Susanna has inspired countless children at her glorious art studio Paper Scissors Oranges for nearly a decade. Her studio is a magical place. Art card worthy in its aesthetic, the studio engages children in a process that has all but vanished from the lives of modern, busy children; the process of real creativity.
Children are naturally creative. Picasso said “Every child is an artist, the problem is how to remain an artist once we grow up.” Too often, activities for
children ask far too little of them. “Follow these directions and you’ll get a glass jar filled with layers of colored sand.” Pretty? maybe. Creative? no.
Widely used crafts like these miss an important opportunity to support children in the creative process: nourishing right brain abilities to dream,
brainstorm, plan, problem-solve, synthesize, interpret, express and execute an original vision.
The word ‘creative’ has become a ubiquitous buzzword, plastered on children’s products from craft kits to math games, but the essence of the word; the power and ability to invent, is sadly missing from the outcome. In order for an activity to support the development of real creativity, it must allow children the space, materials, support and respect to engage in the creative process; a process that involves the invention of something new.
What makes an activity creative? Children’s work is creative when it:
- Is open-ended: Children are in charge of the outcome, regardless of what the outcome looks like.

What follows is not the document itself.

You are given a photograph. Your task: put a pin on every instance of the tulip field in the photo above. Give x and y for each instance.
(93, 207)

- Engages imagination and feelings: Children have an opportunity to discover what it is they want to say, and how they want to say it.
- Emphasizes the process: The act of creating supports organizational, problem-solving, social, motor, science skills, literacy, and much more.
Children who are engaged and supported in creative thinking, glow, hum and shine. The act of creation is natural, joyful, nourishing, and developmental for children. Just visit Paper Scissors Oranges to see for yourself.